The Stakes: Health and Economics Intertwined

The DRC’s 2024 MPOX response alone cost millions in hospital surges, isolation centers, and supply shortages. Continental dependence on imports drains $4–7 billion each year that could instead fuel local industry. Developing domestic vaccine capacity would not only protect health but also generate high-tech jobs and regional resilience against supply-chain shocks.

Barriers Ahead

Progress remains uneven. Many countries lack sustained financing; donor priorities still dominate; and political will can fade once emergencies end. Market competition from cheap imports may undercut local producers, and quality-assurance systems must be scaled rapidly to meet WHO standards.

Yet, as the authors note, these are not insurmountable barriers—they are policy choices.
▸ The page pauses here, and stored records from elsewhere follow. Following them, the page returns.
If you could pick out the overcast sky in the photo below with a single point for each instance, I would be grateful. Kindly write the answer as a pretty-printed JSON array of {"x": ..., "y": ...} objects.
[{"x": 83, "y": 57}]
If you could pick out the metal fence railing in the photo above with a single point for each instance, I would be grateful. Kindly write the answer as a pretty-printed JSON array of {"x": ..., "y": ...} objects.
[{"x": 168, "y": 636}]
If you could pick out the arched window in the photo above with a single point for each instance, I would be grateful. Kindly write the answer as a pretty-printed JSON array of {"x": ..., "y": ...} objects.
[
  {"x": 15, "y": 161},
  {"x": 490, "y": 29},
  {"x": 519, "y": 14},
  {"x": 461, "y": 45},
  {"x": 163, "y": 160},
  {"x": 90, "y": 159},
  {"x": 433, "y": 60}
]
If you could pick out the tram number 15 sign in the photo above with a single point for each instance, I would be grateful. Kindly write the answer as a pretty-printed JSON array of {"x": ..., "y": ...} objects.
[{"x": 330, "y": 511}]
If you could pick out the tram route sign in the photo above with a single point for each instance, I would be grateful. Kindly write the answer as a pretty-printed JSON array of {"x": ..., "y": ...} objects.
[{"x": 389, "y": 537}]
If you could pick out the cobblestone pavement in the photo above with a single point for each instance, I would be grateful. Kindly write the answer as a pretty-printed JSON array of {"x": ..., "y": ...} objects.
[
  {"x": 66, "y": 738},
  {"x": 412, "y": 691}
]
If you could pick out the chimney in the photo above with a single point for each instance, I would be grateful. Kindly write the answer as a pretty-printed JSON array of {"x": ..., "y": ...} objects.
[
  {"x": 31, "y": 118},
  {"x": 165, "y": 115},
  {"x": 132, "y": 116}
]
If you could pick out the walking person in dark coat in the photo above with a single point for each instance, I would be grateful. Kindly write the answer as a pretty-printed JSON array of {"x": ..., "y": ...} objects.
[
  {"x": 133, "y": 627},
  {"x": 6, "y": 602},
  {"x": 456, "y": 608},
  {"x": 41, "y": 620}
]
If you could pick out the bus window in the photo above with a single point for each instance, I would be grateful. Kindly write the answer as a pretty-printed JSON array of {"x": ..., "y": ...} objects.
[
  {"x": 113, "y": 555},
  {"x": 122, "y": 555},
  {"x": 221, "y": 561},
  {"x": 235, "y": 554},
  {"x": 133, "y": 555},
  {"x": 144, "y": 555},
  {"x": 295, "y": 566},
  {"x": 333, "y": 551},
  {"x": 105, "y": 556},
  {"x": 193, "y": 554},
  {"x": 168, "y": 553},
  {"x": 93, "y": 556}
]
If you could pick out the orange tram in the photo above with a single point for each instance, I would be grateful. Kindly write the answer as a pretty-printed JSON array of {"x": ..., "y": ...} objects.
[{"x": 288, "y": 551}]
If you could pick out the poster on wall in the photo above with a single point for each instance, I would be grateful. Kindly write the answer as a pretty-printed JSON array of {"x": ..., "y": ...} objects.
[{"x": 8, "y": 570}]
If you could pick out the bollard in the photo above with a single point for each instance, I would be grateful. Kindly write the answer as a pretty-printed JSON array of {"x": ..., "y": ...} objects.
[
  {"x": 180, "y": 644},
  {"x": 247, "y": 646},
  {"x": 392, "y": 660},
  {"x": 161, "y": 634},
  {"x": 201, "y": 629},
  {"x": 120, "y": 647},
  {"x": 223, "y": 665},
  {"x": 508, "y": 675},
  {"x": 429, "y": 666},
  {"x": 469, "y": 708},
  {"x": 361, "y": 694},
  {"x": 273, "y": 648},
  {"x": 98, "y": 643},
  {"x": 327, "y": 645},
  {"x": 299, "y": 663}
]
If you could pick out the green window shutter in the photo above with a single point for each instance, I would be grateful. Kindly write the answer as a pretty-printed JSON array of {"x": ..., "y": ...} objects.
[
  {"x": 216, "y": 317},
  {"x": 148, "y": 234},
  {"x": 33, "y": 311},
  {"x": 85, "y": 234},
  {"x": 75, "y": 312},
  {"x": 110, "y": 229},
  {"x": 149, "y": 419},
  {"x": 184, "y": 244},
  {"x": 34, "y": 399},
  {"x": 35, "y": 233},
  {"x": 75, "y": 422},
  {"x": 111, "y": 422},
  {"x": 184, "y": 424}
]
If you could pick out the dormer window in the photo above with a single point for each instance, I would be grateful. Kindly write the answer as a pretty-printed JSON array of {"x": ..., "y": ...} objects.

Choosing to invest in sovereignty means choosing a future where Africa sets its own health agenda.

What’s Next

  • The African Vaccine Manufacturing Accelerator (AVMA) has pledged $1 billion to expand production and regulation.
  • AMA and AVAREF are piloting continent-wide reliance mechanisms to share regulatory data and speed approvals.
  • South-South collaborations with India, Brazil, and Indonesia are creating new blueprints for affordable biotech exchange.

If sustained, these efforts could make MPOX the last epidemic where Africa waits in line for vaccines it helped test.

Reflection: Turning Dependency into Power

The authors conclude with a provocation:

“MPOX should serve not only as a warning but as a turning point toward health sovereignty.”

Public health leaders have the data and the momentum. The question is whether they have the political will to act.

Discussion Questions

  • How might your organization support local manufacturing or data-sharing initiatives?
  • What incentives could make regional procurement sustainable beyond emergencies?
  • Does your funding or policy framework still reinforce dependency—or help dismantle it?